The National Security Council (NSC), which is chaired by President Hamid Karzai, also alleged that a Pakistani diplomat was seen scoping out the corridors of the Serena hotel ahead of the Thursday night raid.
Pakistan was the main supporter of the former Taleban regime in Afghanistan, and Afghan officials have long voiced suspicions about connections between the hardline movement and Islamabad's powerful intelligence services.
The NSC said the attack on the hotel, which was carried out by four teenage gunmen and claimed by the Taliban, was in fact the work of "foreign intelligence services" - a phrase normally meant to mean neighbouring Pakistan.
"Witness testimony and preliminary information analysis shows that this terrorist attack was directly executed or carried out by foreign intelligence services outside the country," the council said in a statement.
"Another information of the NDS (National Directorate of Security) shows that earlier when one Pakistani diplomat entered the Kabul-Serena hotel to use its sport club, he filmed the corridors of the hotel which the hotel staff raised objections to," it added.
The NDS is Afghanistan's main intelligence agency.
The victims of Thursday's attack included AFP journalist Sardar Ahmad, his wife and two of their three children, along with another Afghan and four foreigners - two Canadians, an American and a Paraguayan.
The couple's youngest son, two-year-old Abozar, survived with bullet wounds to the head, chest and leg and remained in intensive care on Sunday.

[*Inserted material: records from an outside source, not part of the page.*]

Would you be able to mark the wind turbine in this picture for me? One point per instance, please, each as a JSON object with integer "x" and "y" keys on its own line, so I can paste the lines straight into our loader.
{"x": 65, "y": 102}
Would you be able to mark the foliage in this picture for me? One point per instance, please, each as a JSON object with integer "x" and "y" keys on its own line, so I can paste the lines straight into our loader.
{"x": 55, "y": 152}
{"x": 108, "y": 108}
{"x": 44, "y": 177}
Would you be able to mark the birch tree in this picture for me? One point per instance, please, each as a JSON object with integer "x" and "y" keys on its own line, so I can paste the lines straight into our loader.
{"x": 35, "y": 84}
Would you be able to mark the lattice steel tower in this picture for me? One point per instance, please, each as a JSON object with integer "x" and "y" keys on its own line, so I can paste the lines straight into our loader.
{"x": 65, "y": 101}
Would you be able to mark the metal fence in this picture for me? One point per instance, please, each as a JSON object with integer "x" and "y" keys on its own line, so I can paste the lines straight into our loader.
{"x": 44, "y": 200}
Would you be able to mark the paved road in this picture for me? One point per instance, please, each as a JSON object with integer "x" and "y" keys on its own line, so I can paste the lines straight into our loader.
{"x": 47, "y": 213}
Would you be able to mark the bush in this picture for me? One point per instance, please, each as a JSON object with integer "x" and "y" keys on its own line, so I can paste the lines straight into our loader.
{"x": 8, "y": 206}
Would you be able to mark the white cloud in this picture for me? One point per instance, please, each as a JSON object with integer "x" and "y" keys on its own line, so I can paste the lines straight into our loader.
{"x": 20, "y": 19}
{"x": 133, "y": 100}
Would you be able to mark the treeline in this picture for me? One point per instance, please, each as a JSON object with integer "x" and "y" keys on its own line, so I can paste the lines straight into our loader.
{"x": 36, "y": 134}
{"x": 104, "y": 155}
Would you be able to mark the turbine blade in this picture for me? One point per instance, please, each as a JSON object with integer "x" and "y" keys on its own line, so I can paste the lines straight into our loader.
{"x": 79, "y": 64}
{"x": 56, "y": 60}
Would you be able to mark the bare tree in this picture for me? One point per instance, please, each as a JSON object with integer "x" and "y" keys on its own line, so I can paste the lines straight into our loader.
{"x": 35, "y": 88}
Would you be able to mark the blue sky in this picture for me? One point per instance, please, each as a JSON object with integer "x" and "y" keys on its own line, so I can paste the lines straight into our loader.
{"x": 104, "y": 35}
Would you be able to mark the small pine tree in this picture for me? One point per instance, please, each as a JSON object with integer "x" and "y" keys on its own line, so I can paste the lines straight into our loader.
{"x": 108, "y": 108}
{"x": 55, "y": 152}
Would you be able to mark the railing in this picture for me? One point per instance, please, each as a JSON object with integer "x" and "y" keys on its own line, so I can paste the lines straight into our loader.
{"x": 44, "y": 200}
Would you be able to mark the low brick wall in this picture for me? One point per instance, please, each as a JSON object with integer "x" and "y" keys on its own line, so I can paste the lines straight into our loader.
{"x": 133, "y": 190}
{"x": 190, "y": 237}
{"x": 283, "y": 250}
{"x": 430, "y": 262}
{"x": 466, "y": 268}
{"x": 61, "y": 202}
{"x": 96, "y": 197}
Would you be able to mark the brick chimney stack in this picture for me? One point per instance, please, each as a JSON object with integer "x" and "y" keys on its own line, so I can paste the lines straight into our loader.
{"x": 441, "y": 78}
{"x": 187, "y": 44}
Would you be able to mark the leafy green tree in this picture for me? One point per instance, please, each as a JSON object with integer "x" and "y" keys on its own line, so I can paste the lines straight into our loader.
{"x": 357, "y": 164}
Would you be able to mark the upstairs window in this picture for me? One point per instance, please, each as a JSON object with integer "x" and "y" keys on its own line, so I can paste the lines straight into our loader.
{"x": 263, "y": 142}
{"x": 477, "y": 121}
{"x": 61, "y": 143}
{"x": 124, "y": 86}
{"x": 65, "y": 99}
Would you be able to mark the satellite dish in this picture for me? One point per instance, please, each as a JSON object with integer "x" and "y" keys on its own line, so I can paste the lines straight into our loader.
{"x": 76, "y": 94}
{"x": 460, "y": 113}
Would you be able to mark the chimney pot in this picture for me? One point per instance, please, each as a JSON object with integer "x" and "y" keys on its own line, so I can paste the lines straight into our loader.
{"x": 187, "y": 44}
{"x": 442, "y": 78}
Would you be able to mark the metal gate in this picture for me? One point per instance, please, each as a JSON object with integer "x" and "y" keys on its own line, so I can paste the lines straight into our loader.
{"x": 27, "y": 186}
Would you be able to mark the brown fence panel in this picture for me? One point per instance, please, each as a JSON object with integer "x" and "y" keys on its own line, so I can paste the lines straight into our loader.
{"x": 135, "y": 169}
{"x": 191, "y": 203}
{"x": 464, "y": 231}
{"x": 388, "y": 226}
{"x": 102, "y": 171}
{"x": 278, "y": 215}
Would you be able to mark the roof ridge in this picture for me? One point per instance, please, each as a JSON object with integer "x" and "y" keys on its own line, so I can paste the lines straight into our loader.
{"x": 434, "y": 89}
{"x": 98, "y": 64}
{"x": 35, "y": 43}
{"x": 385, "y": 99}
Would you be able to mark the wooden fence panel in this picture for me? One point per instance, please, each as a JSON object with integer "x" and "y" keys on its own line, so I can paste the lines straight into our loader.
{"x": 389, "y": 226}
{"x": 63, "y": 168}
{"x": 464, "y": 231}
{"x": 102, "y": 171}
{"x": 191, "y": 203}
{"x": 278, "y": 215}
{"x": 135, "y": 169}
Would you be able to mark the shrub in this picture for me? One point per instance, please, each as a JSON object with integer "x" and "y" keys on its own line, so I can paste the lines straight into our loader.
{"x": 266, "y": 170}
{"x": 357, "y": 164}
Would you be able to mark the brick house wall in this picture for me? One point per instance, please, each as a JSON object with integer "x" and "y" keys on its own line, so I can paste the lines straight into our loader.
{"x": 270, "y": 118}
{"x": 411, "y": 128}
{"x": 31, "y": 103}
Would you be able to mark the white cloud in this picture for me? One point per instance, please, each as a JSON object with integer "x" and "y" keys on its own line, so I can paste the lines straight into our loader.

Afghanistan made a similar allegation following a deadly restaurant bombing in Kabul in January that killed 21 people including 13 foreigners.
The latest accusation could damage relations with Pakistan which is battling its own homegrown Taleban insurgency and is seen as crucial to encouraging the Afghan Taleban to open talks.
Many Afghan Taleban leaders seek shelter in Pakistan, and Islamabad's Inter-Services Intelligence (ISI) spy agency is often accused of maintaining ties to the militants to ensure future influence in Afghanistan after US-led NATO troops withdraw.